Servir, siempre servir
20 Octubre 2024

Por Presbítero Marcelo Barrionuevo

“Se acercaron a Jesús Santiago y Juan, y le dijeron: ‘Maestro, queremos que hagas lo que te vamos a pedir. Concédenos sentarnos en tu gloria uno a tu derecha y otro a tu izquierda’. Jesús replicó: ‘No sabéis lo que pedís, ¿sois capaces de beber el cáliz que yo he de beber, o de bautizarse con el bautismo con que yo me voy a bautizar?’ Contestaron: ‘Lo somos’. Jesús les dijo: ‘El sentarse a mi derecha o a mi izquierda no me toca a mí conceder; está ya reservado’. Los otros 10, al oír aquello, se indignaron contra Santiago y Juan. Jesús, reuniéndose, les dijo: ‘Sabéis que los que son reconocidos como jefes de los pueblos los tiranizan, y que los grandes los oprimen. Vosotros, nada de eso: el que quiera ser grande, sea vuestro servidor; y el que quiera ser primero, sea esclavo de todos. Porque el Hijo del hombre no ha venido para que le sirvan, sino para servir y dar su vida en rescate por todos’ (Marcos 10,35-45).
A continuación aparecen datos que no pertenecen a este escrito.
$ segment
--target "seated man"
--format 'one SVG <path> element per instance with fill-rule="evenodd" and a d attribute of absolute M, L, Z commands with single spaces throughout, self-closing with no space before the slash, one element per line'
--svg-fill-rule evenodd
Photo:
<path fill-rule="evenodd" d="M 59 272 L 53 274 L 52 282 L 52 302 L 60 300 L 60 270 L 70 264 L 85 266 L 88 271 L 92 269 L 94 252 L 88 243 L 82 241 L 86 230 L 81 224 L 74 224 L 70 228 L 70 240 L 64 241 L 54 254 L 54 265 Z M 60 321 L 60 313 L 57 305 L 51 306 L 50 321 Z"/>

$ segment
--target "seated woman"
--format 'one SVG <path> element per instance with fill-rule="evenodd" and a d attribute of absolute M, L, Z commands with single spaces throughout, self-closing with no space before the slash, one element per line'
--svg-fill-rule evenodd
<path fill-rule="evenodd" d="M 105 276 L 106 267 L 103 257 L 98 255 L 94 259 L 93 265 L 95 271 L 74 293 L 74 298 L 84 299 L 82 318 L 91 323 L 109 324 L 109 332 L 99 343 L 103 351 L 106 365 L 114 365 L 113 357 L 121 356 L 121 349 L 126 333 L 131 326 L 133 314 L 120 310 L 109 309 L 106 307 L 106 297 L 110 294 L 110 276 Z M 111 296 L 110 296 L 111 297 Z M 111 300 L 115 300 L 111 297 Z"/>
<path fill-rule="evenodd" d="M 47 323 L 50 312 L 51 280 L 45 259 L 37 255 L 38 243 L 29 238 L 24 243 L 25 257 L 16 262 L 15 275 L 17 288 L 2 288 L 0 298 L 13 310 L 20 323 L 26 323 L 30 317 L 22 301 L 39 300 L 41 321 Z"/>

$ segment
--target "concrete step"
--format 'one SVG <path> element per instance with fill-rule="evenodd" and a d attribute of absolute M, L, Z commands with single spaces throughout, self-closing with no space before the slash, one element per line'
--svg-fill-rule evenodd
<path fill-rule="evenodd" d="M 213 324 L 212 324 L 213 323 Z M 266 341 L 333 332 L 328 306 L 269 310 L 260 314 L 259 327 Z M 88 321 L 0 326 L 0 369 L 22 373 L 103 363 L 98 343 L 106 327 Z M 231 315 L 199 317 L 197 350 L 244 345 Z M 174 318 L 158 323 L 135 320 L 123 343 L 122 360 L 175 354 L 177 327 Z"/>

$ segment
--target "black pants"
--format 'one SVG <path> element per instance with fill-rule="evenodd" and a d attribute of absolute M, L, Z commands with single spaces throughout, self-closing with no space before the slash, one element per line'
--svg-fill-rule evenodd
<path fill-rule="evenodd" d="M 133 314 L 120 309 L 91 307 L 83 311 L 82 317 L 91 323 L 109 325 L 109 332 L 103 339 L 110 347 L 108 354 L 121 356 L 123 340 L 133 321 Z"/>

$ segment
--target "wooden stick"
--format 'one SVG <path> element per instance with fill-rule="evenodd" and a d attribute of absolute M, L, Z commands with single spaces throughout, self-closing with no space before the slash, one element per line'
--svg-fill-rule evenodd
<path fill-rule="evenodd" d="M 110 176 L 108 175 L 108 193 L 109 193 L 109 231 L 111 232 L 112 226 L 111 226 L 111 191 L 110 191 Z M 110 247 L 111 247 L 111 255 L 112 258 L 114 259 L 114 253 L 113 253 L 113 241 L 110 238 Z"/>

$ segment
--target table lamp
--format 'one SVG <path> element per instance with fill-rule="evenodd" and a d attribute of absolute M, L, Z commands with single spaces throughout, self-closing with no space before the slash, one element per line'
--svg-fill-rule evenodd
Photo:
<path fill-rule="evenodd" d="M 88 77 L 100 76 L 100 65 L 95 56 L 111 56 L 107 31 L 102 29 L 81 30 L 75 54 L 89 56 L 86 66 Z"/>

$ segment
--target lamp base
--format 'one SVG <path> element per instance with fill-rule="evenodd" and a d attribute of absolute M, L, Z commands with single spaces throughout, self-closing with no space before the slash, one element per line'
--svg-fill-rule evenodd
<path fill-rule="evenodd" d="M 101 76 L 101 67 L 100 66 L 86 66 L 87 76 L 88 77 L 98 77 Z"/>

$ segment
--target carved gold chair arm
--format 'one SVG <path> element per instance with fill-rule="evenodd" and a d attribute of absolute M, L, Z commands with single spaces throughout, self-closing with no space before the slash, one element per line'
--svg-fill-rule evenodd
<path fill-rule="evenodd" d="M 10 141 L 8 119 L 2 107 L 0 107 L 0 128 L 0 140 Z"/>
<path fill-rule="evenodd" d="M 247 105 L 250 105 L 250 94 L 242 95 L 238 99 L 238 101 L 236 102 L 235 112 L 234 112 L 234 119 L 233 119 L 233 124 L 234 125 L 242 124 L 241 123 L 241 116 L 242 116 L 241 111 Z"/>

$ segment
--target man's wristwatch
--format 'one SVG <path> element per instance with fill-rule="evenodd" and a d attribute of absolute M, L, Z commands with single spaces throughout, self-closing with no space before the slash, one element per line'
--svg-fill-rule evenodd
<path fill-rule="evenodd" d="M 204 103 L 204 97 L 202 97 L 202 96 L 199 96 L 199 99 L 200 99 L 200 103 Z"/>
La vida cristiana es imitación de la de Cristo, pues Él se encarnó y os dio ejemplo para que sigáis sus pasos (1 Pedro 2, 21). Él es la causa ejemplar de toda santidad, es decir, del amor a Dios Padre. Nuestra santidad consiste en permitir que nuestro ser más profundo se vaya configurando con el de Cristo, en procurar que nuestros sentimientos ante los hombres, ante las realidades creadas, ante la tribulación, se parezcan más a los que Jesús tuvo, de manera que nuestra vida sea en cierto sentido, prolongación de la Suya. La misma gracia divina, en la medida en que correspondemos a la acción continua del Espíritu Santo, nos hace semejantes a Dios. Nuestra santidad consistirá, pues, en ser por la gracia lo que es Cristo por naturaleza: hijos de Dios.

En diversas ocasiones el Señor proclamará que no vino a ser servido sino a servir (Mateo 20, 8). Su doctrina es una constante llamada a los hombres para que se olviden de sí mismos y se den a los demás.

Se quedó para siempre en su Iglesia, y de modo particular en la Sagrada Eucaristía, para servirnos a diario con su compañía, con su humildad, con su gracia. Los cristianos que queremos imitar al Señor, hemos de disponernos para un servicio alegre a Dios y a los demás, sin esperar nada a cambio; servir incluso al que no agradece el servicio que se le presta.

Nuestro servicio a Dios y a los demás ha de estar lleno de humildad, aunque alguna vez tengamos el honor de llevar a Cristo a otros, como el borrico sobre el que entró triunfante en Jerusalén (Lucas 19, 35).

Esta disponibilidad hacia las necesidades ajenas nos llevará a ayudar a los demás de tal forma que, siempre que sea posible, no se advierta, y así no puedan darnos ellos ninguna recompensa a cambio. ¡Nos basta la mirada de Jesús sobre nuestra vida! Servid al Señor con alegría: encontraremos muchas ocasiones en la propia profesión, en la vida de familia. Comprenderemos que “servir es reinar” (Juan Pablo II, Redentor hominis).